My Father worked for Champaign Builder's Supply for 48 1/2 years. I wish he could have been in court the day Neal was sentenced and spoke of his crime for the first time. Neal said he lost a lot of friends...this is true. My Dad worked with him and considered him almost family & trusted him until the last weekend of Jan 2011 (same weekend as Dad's BD). Dad was frantic thinking Neal would kill himself as we all knew he would never be able to pay all of that money back. He spent 15 months worrying, maybe hating and trying to understand why he betrayed his employer let alone him. Growing up I spent a lot of time with Neal & his now crumbling family.  

Neal, I don't know if you are aware as to why Dad did not attend your sentencing. He passed away 11 weeks after being diagnosed with brain cancer~GBM (GlioBlastoma Multiforme) on June 2, 2012. I wish he could look you in the eye and try to understand why you did what you did. Why did you do it? Our Father and family managed to survive on his income alone until Mom went back to work about 15 yrs ago. We never complained about not going on long vacations or having the newest vehicle on the road let alone an RV. Dad always bought used cars.

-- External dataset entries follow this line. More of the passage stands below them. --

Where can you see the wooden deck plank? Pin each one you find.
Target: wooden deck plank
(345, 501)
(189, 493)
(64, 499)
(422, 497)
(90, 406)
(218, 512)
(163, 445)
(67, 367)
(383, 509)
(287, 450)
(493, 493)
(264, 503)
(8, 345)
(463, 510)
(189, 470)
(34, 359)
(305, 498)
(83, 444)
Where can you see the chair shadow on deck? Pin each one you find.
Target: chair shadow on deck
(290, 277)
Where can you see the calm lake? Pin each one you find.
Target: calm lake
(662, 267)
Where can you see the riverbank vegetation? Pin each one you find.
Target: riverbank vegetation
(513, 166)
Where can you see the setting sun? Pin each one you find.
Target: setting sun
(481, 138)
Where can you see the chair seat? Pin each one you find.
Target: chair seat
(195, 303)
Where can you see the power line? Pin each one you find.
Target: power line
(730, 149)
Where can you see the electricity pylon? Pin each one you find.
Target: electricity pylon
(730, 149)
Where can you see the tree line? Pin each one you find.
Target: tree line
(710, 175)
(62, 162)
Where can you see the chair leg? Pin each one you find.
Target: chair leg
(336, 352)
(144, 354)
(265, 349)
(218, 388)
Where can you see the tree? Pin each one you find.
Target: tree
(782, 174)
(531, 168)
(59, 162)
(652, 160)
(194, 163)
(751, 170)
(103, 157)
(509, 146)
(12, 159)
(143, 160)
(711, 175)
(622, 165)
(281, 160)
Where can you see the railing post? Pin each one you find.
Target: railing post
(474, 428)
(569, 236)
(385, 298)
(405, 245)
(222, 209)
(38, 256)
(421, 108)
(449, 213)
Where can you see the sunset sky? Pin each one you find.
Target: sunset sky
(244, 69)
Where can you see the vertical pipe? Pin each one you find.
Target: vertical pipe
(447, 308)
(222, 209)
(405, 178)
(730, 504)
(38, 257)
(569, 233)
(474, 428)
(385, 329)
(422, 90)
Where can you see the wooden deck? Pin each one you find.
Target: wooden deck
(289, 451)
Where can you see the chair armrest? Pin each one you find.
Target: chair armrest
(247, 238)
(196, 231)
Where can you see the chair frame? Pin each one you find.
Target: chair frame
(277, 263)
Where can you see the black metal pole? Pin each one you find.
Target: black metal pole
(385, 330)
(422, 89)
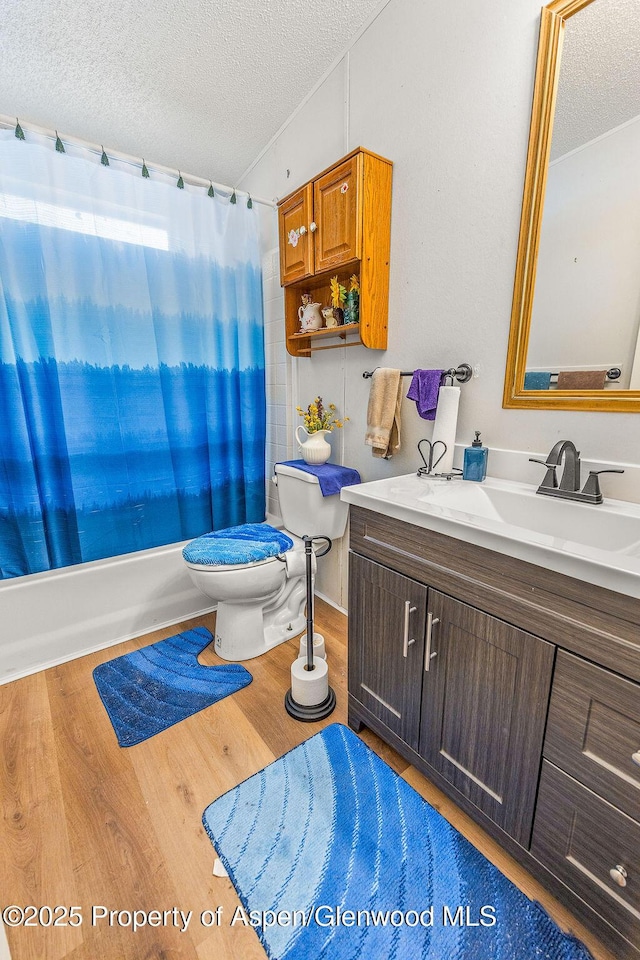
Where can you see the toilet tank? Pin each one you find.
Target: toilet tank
(305, 511)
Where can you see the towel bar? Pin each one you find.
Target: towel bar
(462, 374)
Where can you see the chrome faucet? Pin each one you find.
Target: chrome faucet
(569, 486)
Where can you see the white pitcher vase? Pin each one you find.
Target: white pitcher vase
(313, 447)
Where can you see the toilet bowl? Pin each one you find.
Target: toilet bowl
(261, 602)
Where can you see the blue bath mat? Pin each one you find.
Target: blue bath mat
(335, 857)
(146, 691)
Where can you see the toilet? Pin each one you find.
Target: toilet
(261, 601)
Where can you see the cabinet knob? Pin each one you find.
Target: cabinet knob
(619, 875)
(428, 655)
(406, 642)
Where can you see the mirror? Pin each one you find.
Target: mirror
(576, 303)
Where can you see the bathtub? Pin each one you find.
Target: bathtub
(51, 617)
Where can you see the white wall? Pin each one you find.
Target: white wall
(443, 90)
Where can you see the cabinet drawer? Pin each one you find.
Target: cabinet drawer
(593, 731)
(581, 838)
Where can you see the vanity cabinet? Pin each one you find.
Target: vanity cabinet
(587, 828)
(338, 224)
(517, 692)
(465, 690)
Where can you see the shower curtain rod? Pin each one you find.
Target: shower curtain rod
(8, 123)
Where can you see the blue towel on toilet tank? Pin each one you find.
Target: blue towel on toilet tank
(242, 544)
(331, 476)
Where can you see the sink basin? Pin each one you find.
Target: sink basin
(599, 544)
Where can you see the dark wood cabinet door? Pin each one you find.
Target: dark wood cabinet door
(592, 847)
(484, 707)
(386, 644)
(296, 239)
(593, 731)
(336, 210)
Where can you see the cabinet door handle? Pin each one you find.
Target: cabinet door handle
(619, 875)
(406, 643)
(428, 656)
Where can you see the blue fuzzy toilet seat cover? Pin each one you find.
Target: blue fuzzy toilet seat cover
(245, 543)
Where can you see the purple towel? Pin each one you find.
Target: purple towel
(331, 476)
(424, 390)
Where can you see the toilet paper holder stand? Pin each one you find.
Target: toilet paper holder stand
(316, 711)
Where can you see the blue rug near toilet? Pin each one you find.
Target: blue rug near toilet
(335, 857)
(153, 688)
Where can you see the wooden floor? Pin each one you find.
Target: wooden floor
(88, 824)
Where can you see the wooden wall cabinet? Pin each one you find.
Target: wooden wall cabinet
(461, 658)
(338, 224)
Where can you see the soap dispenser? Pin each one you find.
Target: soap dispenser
(475, 460)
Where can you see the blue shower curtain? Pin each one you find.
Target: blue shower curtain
(132, 400)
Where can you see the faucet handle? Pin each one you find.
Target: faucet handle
(591, 489)
(550, 479)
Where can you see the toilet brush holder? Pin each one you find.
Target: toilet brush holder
(310, 697)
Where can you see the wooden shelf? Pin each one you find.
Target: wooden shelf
(350, 234)
(348, 330)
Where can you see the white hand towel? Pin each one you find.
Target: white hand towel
(383, 413)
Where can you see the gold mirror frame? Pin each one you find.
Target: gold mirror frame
(552, 24)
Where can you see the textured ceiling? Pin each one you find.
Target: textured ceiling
(599, 75)
(196, 84)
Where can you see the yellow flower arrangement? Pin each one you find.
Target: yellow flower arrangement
(318, 417)
(338, 293)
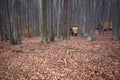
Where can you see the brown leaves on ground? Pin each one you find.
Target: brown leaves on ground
(74, 59)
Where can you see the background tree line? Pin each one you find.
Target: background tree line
(52, 19)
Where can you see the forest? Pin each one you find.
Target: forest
(59, 40)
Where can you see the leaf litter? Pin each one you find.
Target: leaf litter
(74, 59)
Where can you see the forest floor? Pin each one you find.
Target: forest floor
(74, 59)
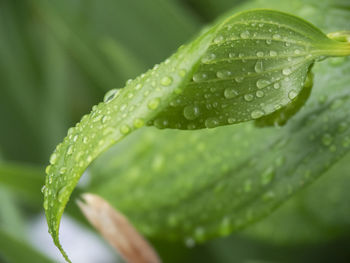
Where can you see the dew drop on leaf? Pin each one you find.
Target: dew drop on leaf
(110, 95)
(166, 81)
(286, 71)
(248, 97)
(191, 112)
(211, 122)
(257, 114)
(245, 34)
(292, 94)
(138, 123)
(200, 76)
(259, 67)
(154, 103)
(262, 83)
(230, 93)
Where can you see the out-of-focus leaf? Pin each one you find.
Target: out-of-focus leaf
(16, 250)
(26, 180)
(320, 212)
(254, 81)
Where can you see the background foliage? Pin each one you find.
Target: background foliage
(58, 58)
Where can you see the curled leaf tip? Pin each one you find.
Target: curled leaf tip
(248, 67)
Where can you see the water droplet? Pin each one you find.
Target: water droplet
(259, 67)
(191, 112)
(292, 94)
(166, 81)
(200, 76)
(248, 97)
(53, 158)
(262, 83)
(208, 57)
(245, 34)
(273, 53)
(327, 139)
(138, 123)
(62, 193)
(230, 93)
(260, 94)
(286, 71)
(211, 123)
(257, 114)
(276, 85)
(260, 54)
(110, 95)
(223, 74)
(153, 104)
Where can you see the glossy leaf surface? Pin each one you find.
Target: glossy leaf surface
(246, 67)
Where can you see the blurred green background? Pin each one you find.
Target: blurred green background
(58, 58)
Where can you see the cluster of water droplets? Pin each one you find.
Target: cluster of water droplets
(251, 69)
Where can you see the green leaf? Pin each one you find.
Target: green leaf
(17, 251)
(24, 179)
(248, 66)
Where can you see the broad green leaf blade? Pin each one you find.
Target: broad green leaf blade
(171, 96)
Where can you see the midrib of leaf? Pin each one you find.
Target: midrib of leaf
(148, 98)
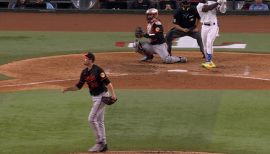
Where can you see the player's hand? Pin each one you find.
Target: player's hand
(185, 30)
(114, 97)
(195, 30)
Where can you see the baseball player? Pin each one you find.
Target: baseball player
(98, 84)
(186, 20)
(156, 44)
(207, 11)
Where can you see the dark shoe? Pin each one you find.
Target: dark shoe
(103, 148)
(147, 58)
(182, 60)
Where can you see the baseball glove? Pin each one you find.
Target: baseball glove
(139, 32)
(108, 100)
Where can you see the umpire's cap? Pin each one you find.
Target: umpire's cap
(185, 2)
(90, 56)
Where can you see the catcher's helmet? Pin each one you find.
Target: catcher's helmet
(90, 56)
(151, 14)
(185, 4)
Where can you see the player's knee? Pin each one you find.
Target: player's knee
(92, 119)
(167, 59)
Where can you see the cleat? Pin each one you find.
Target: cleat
(147, 58)
(182, 60)
(103, 148)
(209, 65)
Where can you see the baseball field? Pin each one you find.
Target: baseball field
(161, 108)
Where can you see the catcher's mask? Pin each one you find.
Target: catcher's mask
(151, 14)
(185, 4)
(90, 56)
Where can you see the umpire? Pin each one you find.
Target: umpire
(186, 20)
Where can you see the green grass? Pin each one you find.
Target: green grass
(22, 45)
(45, 121)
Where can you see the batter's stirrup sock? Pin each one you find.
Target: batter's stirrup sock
(209, 57)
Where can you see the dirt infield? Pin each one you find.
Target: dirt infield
(234, 71)
(128, 73)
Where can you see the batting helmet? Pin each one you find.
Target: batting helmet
(151, 14)
(90, 56)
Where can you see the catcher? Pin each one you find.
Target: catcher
(156, 44)
(98, 84)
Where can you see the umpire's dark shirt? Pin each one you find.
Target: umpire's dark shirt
(186, 18)
(96, 80)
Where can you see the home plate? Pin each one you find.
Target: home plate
(178, 70)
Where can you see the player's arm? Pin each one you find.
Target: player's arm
(107, 82)
(177, 26)
(157, 32)
(182, 29)
(76, 87)
(111, 90)
(209, 7)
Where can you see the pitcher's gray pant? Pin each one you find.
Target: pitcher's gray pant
(175, 33)
(161, 50)
(96, 118)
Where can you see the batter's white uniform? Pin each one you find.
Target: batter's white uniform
(210, 27)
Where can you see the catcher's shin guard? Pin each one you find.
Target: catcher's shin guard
(137, 45)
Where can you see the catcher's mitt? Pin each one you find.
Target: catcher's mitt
(139, 32)
(108, 100)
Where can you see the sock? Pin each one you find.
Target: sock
(209, 57)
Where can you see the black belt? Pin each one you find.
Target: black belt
(209, 24)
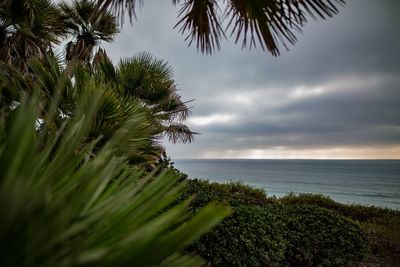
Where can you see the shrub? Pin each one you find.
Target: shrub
(252, 236)
(318, 237)
(262, 232)
(234, 194)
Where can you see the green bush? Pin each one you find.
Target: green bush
(356, 212)
(318, 237)
(234, 194)
(252, 236)
(263, 232)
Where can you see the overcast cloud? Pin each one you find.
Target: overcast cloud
(335, 94)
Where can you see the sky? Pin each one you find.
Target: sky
(335, 94)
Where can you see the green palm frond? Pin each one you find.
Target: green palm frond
(29, 29)
(63, 207)
(177, 132)
(89, 26)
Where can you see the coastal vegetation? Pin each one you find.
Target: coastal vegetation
(85, 181)
(295, 230)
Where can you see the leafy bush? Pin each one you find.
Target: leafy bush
(234, 194)
(251, 236)
(318, 237)
(356, 212)
(263, 232)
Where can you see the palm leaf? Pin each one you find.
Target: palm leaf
(63, 207)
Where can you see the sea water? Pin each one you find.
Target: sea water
(367, 182)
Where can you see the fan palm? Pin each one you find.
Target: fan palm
(89, 26)
(151, 81)
(28, 28)
(60, 206)
(269, 23)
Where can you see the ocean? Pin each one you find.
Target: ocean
(367, 182)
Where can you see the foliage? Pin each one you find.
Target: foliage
(28, 28)
(251, 236)
(318, 237)
(263, 232)
(268, 23)
(234, 194)
(60, 206)
(88, 25)
(381, 226)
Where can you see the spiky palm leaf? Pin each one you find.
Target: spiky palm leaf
(89, 26)
(60, 206)
(269, 23)
(151, 81)
(28, 28)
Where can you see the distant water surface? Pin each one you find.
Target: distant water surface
(368, 182)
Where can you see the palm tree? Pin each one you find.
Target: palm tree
(89, 26)
(151, 81)
(270, 23)
(60, 206)
(28, 28)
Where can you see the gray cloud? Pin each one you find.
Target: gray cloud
(339, 86)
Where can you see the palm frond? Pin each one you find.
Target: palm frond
(269, 23)
(62, 207)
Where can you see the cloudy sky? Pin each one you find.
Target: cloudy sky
(335, 94)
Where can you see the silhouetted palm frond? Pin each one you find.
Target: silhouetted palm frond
(268, 23)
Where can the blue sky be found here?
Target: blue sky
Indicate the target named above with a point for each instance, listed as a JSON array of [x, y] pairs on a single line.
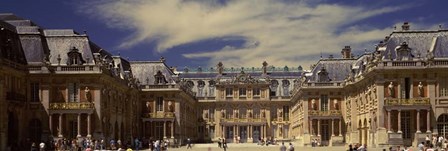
[[239, 33]]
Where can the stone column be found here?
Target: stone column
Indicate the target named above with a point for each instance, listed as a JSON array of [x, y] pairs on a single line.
[[264, 131], [428, 121], [418, 121], [89, 123], [234, 133], [399, 121], [50, 122], [332, 127], [172, 129], [60, 126], [388, 122], [340, 127], [311, 127], [164, 129], [79, 126], [318, 127], [223, 132], [250, 132]]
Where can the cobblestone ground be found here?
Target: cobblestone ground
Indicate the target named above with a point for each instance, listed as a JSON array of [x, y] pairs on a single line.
[[254, 147]]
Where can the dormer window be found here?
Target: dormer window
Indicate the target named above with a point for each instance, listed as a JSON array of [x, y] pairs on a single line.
[[404, 52], [201, 85], [159, 78], [323, 75], [75, 57]]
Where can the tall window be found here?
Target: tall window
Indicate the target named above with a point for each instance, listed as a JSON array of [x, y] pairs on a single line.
[[242, 91], [256, 91], [229, 92], [324, 103], [229, 113], [211, 114], [160, 78], [211, 87], [159, 104], [285, 113], [443, 86], [73, 92], [201, 85], [274, 86], [35, 92], [285, 84]]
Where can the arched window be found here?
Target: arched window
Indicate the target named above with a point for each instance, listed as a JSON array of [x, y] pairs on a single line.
[[201, 85], [274, 85], [323, 75], [159, 78], [74, 57], [442, 124], [211, 87], [285, 85], [190, 84], [35, 130]]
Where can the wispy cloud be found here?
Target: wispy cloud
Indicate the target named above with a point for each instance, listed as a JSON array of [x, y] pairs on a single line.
[[285, 33]]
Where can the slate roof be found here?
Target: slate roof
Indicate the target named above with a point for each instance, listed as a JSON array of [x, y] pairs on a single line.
[[338, 69], [419, 41], [208, 75], [143, 70]]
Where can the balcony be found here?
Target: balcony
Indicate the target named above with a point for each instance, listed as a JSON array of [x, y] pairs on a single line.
[[408, 102], [159, 115], [243, 120], [71, 106], [325, 113], [14, 96]]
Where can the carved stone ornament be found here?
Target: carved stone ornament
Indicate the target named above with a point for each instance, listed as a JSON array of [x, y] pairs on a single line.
[[391, 89], [420, 89]]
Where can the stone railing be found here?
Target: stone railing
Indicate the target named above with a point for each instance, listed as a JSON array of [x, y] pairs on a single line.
[[71, 105], [14, 96], [325, 113], [159, 115], [413, 101], [441, 63], [243, 120], [417, 63]]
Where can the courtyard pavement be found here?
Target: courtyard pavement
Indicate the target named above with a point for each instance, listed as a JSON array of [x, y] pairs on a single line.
[[255, 147]]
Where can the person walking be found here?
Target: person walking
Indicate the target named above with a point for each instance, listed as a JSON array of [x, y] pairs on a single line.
[[283, 147], [188, 143], [224, 144], [291, 147]]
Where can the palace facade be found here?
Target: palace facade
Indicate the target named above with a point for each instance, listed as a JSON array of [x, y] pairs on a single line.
[[57, 83]]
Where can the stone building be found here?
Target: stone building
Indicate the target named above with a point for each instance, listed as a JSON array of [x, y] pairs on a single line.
[[13, 80], [242, 104], [59, 84], [394, 95]]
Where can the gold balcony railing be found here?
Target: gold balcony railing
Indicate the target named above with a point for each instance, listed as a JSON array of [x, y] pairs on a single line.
[[413, 101], [159, 115], [71, 105], [243, 120], [325, 113]]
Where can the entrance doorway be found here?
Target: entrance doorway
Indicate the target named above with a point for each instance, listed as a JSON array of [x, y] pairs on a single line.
[[158, 130], [256, 134], [325, 132], [442, 124], [243, 134], [13, 130], [35, 130], [229, 133]]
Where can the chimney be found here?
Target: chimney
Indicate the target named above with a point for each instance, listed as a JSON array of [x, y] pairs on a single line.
[[405, 26], [346, 52]]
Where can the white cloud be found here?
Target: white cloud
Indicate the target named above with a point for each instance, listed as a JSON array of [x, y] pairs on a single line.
[[279, 32]]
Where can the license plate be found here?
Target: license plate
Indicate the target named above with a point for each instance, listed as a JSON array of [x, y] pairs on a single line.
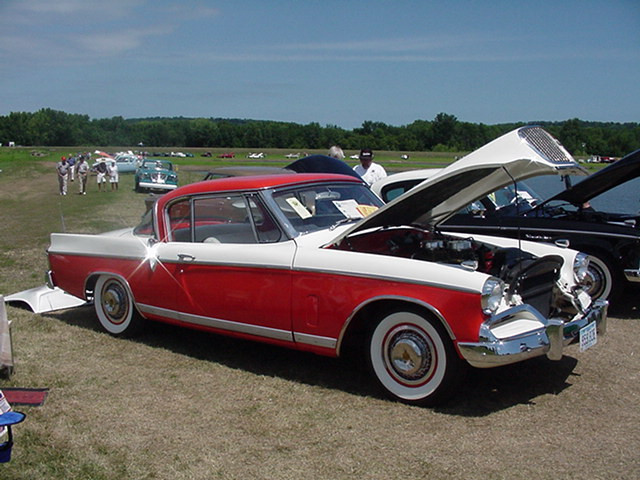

We didn't have a Bobcat (it would have been nice to shovel the snow away from their long winding driveway. We relied on friends to help and most of the time they showed up without us even asking.

Dad just simply wanted to win the lottery & enjoy his "forced" retirement...mostly due to lack of funds to keep him on board for just a couple of more years. Hmmmm, I wonder where those funds went to or more likely to whom they went to.

Neal, you have lost everything...your job, wife, home(s), self-respect, friends & all the materialist crap you stole for. Just one question...was it worth it?